The United States and Mexico signed a pair of protocols for sharing spectrum in the 800 MHz and 1.9 GHz bands along the U.S.-Mexico border associated with rebanding efforts in the 800 MHz band. The Federal Communications Commission noted the agreements were the beginning of the final phase of those rebanding efforts and will allow for the rollout of public safety mobile broadband services across the area.
“These agreements with Mexico will unleash investment and benefit consumers near the borders by
enabling the rollout of advanced wireless broadband service and advanced systems for critical public
safety and emergency response communications,” noted FCC Chairman Julius Genachowski, in a statement.
The agreements cover an area approximately 68 miles within each country’s common border area.

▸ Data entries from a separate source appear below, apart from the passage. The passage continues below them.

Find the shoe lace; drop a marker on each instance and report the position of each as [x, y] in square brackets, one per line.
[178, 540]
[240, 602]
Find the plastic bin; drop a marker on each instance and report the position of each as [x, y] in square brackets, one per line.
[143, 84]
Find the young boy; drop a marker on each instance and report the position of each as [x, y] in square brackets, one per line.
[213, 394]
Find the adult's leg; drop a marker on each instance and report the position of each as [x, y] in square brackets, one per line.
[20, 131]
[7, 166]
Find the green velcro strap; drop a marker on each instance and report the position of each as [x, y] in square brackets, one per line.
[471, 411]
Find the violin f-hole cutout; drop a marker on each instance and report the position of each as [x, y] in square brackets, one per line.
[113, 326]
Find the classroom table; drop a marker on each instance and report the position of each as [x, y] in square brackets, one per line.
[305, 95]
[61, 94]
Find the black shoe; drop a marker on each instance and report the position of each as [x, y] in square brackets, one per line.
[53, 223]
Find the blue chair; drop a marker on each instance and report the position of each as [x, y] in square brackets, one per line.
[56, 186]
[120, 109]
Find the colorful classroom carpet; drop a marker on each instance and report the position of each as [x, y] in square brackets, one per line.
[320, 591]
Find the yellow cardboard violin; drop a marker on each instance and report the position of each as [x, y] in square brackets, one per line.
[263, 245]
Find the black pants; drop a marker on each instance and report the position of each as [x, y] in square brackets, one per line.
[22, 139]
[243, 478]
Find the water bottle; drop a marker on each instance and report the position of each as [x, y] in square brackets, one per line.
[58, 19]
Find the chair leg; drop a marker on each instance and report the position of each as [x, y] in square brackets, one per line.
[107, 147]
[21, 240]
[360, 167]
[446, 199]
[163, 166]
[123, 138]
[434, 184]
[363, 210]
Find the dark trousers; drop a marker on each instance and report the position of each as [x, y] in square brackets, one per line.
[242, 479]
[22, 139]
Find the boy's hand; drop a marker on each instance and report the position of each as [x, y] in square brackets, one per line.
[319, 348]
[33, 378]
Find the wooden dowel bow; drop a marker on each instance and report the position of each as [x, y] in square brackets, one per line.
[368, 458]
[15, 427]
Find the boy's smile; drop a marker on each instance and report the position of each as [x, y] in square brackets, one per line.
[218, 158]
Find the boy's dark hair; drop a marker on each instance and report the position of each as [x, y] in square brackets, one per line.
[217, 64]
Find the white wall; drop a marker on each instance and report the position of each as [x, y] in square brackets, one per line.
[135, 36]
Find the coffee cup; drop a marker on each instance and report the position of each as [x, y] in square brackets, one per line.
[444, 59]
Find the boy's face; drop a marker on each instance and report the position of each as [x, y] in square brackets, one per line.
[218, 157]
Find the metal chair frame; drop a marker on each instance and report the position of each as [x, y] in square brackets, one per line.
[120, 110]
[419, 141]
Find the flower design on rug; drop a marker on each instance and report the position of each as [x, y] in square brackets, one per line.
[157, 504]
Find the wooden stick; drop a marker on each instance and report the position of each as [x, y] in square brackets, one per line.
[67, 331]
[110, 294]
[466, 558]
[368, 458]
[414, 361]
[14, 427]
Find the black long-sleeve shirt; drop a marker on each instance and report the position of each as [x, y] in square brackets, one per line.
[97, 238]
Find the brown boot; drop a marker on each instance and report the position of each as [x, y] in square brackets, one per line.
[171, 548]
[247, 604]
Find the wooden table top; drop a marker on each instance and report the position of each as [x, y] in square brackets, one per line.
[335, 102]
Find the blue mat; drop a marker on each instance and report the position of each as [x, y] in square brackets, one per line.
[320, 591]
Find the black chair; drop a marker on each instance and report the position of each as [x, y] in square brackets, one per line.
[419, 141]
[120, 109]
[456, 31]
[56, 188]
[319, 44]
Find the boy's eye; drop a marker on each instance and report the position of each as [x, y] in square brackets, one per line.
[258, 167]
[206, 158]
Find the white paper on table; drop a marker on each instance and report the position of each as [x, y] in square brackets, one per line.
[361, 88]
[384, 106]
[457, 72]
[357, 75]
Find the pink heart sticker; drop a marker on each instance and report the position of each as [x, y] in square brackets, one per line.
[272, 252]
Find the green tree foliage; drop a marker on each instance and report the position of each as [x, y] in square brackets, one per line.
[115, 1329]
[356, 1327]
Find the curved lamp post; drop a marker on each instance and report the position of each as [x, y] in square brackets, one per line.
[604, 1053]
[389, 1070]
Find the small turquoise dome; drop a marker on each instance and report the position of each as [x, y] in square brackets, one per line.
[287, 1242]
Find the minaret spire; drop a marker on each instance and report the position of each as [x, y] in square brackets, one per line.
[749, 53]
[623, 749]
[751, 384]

The rebanding efforts are also connected with Sprint Nextel’s move to realign its spectrum assets in the 800 MHz band that will result in the carrier having access to 14 megahertz of contiguous spectrum as well as access to 10 megahertz of spectrum in the G-Block of the 1.9 GHz band that it plans to use for the initial rollout of its LTE services. As part of those efforts, Sprint Nextel gave up some of its 800 MHz spectrum holdings to public safety.
The FCC released an order last month reducing “barriers to the deployment of broadband, encourages investment in wireless technologies, and facilitates the efficient use of spectrum by revising a burdensome legacy regulation that unnecessarily constrained 800 MHz Specialized Mobile Radio licensees.”
Sprint Nextel noted the decision cleared the way for the eventual deployment of 3G and LTE services in the 800 MHz band. The carrier is currently using that spectrum to support its iDEN services that it recently reported it would shut down by the end of next year. Sprint Nextel is actively looking to deploy CDMA-based voice services in that band with plans to expand LTE services once iDEN customers are migrated.